In that type of identity theft, a crook uses your Social Security number and other personal information to open credit accounts in your name. If it happens to you, it’s worth considering credit monitoring, along with a security freeze or fraud alert. Here’s what each does:

Security freeze

A security freeze prevents most credit-card issuers and lenders from reviewing your credit history. Without that, lenders probably won’t issue new credit, so criminals can’t set up fraudulent accounts in your name. But it also shuts out most of those people who have a legitimate need to access to your file, such as lenders you’ve asked for credit, telecom companies, and insurers.
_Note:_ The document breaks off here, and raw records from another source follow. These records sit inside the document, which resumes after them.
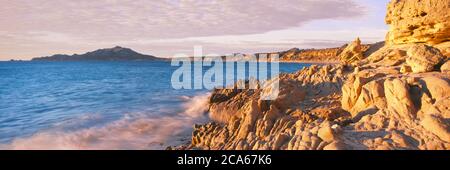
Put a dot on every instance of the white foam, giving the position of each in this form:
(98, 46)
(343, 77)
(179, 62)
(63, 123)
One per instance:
(141, 133)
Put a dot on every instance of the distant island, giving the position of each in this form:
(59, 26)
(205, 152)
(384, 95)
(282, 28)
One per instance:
(108, 54)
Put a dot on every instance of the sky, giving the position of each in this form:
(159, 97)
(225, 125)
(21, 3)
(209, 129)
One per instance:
(35, 28)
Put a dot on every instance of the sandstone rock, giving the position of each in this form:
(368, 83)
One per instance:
(438, 88)
(398, 98)
(413, 21)
(335, 146)
(352, 52)
(405, 69)
(445, 67)
(327, 134)
(423, 58)
(437, 126)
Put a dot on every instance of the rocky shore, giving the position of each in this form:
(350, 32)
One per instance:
(393, 95)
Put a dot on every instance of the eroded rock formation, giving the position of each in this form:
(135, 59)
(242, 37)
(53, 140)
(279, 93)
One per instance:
(396, 97)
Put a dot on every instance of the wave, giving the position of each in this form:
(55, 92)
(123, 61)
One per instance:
(141, 133)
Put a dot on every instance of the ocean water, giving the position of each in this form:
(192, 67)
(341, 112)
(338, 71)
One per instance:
(97, 105)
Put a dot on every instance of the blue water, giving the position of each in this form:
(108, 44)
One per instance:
(36, 97)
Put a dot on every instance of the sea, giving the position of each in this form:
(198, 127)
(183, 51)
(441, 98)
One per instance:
(99, 105)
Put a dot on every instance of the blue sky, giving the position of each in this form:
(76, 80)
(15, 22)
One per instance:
(168, 27)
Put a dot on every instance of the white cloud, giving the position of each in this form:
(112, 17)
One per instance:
(125, 19)
(160, 27)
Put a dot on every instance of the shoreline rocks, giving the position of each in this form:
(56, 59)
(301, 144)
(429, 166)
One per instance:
(395, 97)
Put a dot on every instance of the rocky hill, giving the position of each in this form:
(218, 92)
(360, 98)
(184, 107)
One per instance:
(107, 54)
(316, 55)
(397, 96)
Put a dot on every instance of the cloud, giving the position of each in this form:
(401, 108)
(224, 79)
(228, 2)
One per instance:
(125, 19)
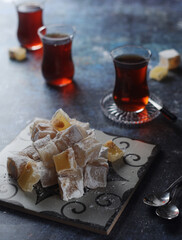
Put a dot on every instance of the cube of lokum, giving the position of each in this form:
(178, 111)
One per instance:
(48, 176)
(95, 174)
(60, 120)
(42, 128)
(60, 144)
(29, 177)
(46, 149)
(83, 125)
(87, 150)
(114, 152)
(72, 135)
(16, 164)
(169, 58)
(71, 184)
(30, 152)
(65, 161)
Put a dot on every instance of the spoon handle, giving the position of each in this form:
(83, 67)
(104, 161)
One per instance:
(176, 182)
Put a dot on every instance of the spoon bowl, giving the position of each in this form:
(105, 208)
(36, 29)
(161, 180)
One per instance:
(168, 211)
(157, 199)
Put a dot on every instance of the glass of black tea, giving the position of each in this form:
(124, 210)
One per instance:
(30, 18)
(128, 103)
(131, 91)
(57, 63)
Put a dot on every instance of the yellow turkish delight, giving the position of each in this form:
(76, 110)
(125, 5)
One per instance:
(60, 120)
(29, 177)
(71, 184)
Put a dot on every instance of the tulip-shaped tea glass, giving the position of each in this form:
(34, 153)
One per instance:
(128, 103)
(29, 20)
(57, 64)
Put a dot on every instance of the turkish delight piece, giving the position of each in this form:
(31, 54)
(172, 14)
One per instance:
(95, 174)
(48, 176)
(169, 58)
(17, 53)
(46, 149)
(16, 164)
(60, 120)
(158, 73)
(103, 152)
(114, 152)
(87, 150)
(42, 128)
(84, 125)
(29, 177)
(60, 144)
(71, 184)
(30, 152)
(65, 161)
(72, 135)
(33, 126)
(41, 142)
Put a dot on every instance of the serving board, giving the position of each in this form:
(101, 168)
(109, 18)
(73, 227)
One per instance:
(98, 210)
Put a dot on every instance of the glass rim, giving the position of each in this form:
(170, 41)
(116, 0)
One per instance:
(18, 3)
(131, 46)
(70, 36)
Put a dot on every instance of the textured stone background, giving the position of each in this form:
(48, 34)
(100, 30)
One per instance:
(101, 26)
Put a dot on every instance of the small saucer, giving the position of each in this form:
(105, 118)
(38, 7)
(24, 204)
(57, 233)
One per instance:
(115, 114)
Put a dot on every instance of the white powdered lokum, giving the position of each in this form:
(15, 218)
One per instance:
(95, 174)
(71, 184)
(87, 150)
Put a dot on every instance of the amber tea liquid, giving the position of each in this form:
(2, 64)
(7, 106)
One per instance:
(131, 91)
(30, 19)
(57, 65)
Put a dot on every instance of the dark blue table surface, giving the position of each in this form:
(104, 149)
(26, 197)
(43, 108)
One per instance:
(101, 26)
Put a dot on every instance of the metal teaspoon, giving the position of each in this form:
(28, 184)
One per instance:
(170, 210)
(160, 199)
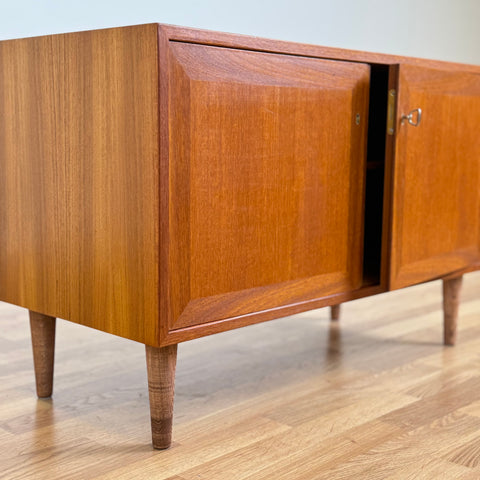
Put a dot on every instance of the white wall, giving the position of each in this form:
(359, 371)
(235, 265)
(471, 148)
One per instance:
(442, 29)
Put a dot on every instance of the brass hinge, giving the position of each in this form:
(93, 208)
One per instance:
(392, 95)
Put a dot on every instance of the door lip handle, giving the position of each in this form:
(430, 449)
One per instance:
(409, 117)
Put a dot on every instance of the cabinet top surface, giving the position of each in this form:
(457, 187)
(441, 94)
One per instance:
(240, 41)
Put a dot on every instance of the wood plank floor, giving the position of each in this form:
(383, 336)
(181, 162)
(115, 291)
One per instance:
(375, 396)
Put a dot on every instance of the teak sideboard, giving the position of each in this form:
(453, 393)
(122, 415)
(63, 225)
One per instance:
(163, 183)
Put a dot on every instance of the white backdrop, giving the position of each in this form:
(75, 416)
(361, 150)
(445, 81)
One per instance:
(442, 29)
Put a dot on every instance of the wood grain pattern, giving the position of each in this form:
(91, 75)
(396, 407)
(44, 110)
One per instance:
(246, 42)
(242, 404)
(93, 141)
(42, 328)
(335, 312)
(79, 184)
(452, 289)
(161, 364)
(436, 200)
(267, 180)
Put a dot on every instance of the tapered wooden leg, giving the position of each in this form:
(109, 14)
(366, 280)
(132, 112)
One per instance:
(42, 329)
(335, 312)
(161, 364)
(451, 301)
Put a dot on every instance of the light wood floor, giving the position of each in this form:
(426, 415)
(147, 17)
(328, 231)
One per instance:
(375, 397)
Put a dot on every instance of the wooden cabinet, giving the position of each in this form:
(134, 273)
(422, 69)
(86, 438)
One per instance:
(267, 173)
(161, 184)
(436, 186)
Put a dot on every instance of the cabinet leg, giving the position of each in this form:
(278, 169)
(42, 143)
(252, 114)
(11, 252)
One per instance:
(451, 301)
(335, 312)
(42, 329)
(161, 364)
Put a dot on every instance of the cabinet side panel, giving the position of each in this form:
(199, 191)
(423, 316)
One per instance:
(79, 184)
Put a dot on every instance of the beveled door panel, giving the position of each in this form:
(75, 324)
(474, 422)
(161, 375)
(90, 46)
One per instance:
(436, 200)
(266, 180)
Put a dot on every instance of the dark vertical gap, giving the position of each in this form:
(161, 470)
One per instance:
(372, 246)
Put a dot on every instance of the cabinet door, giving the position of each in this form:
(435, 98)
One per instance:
(436, 199)
(266, 180)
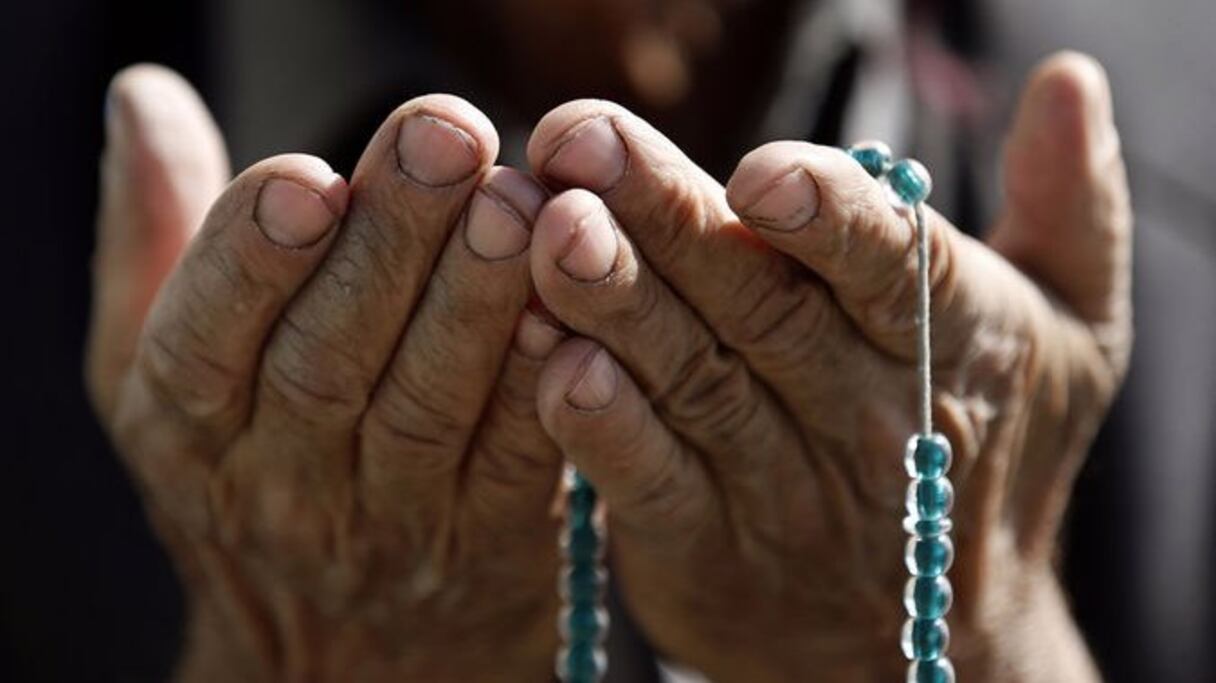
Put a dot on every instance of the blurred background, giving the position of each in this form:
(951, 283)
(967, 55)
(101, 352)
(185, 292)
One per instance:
(85, 593)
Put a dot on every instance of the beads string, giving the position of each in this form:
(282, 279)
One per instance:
(583, 621)
(929, 552)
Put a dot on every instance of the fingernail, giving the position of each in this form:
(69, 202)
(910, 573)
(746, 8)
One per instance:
(494, 229)
(591, 250)
(791, 203)
(292, 215)
(592, 157)
(435, 152)
(535, 337)
(595, 387)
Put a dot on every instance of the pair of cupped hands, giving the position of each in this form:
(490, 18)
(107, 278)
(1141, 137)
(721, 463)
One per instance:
(348, 405)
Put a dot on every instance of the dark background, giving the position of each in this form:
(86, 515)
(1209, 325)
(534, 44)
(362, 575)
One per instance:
(85, 592)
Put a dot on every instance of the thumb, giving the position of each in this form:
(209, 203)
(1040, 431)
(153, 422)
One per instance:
(1068, 220)
(164, 163)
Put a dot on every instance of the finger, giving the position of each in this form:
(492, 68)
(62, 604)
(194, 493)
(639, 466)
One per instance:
(335, 339)
(513, 466)
(754, 300)
(434, 393)
(590, 277)
(204, 333)
(656, 490)
(163, 165)
(818, 205)
(1068, 220)
(1068, 224)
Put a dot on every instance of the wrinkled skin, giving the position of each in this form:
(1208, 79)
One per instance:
(744, 408)
(327, 395)
(347, 425)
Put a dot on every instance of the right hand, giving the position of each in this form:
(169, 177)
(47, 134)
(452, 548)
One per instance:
(327, 394)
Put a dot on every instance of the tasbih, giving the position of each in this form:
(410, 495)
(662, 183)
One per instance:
(930, 496)
(928, 596)
(583, 620)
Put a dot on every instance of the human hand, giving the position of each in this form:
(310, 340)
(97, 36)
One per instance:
(327, 394)
(743, 384)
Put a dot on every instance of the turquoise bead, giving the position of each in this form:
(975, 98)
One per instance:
(933, 671)
(930, 498)
(928, 597)
(929, 557)
(581, 662)
(910, 182)
(581, 543)
(924, 528)
(583, 585)
(924, 638)
(874, 157)
(583, 624)
(928, 457)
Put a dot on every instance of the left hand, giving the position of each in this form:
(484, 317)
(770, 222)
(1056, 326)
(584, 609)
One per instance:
(744, 383)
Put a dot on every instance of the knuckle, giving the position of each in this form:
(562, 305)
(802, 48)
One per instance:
(313, 373)
(230, 281)
(410, 418)
(670, 501)
(181, 366)
(637, 306)
(680, 215)
(782, 322)
(710, 391)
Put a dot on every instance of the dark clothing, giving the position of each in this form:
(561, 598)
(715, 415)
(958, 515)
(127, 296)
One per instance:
(85, 592)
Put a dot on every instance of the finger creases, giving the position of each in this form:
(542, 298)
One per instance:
(865, 249)
(654, 486)
(204, 333)
(754, 300)
(449, 370)
(590, 276)
(338, 334)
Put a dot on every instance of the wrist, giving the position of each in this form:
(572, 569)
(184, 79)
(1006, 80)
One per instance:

To give them access, you have to lift the freeze.

A freeze might be free, depending on your state and circumstances (for example, if you’re an identity theft victim). Otherwise, expect to pay $2 to $12 to initiate or lift a freeze at each credit bureau: Equifax, Experian, and TransUnion. Review your state’s law.

When to use it. Freeze your credit files if you’re a victim of ID theft or if you think your Social Security number has been stolen. Also place a freeze if you think you might become the victim of new-account ID theft (say, because your wallet was lost or stolen) and you don’t mind the hassle and cost.

Fraud alert

A fraud alert is easier to initiate than a freeze, but it offers less protection. While a fraud alert is in place, your credit file will be accessible, but creditors must take reasonable steps to verify your identity before granting credit. You need to request a fraud alert at only one credit bureau; it will then notify the other two. An alert lasts 90 days. If you’re an ID-theft victim, you can keep one in place for seven years.

When to use it. Request an alert if you think you might become a victim of ID theft but don’t want to deal with freezes.

Credit monitoring

Credit monitoring alerts you by e-mail when there’s activity in your credit file.

When to use it. Consider monitoring if a company offers it free after a data breach. Otherwise, we don’t recommend paying for the service, which can cost about $170 to $360 per year. Instead, check your credit reports for errors and fraud yourself. Federal law allows you to get one free report from each of the three major credit bureaus every year by going to Get a report from one bureau every four months.

How to respond to a data breach

If you’re told your credit- or debit-card information has been stolen, ask your card issuer to change your account numbers; also monitor your billing and bank statements. Report any unauthorized activity immediately. Sign up for alerts that notify you about major purchases or withdrawals from your accounts.

Watch for anyone who might use your stolen data to trick you into revealing your Social Security number or other sensitive information, perhaps by impersonating someone from a company you regularly do business with.

Check your credit reports for fraud regularly if you are or think you might become an ID-theft victim. You may be entitled to free reports more than once a year if you have credit monitoring or you initiate a fraud alert.

Editor's Note:

This article also appeared in the June 2014 issue of Consumer Reports magazine.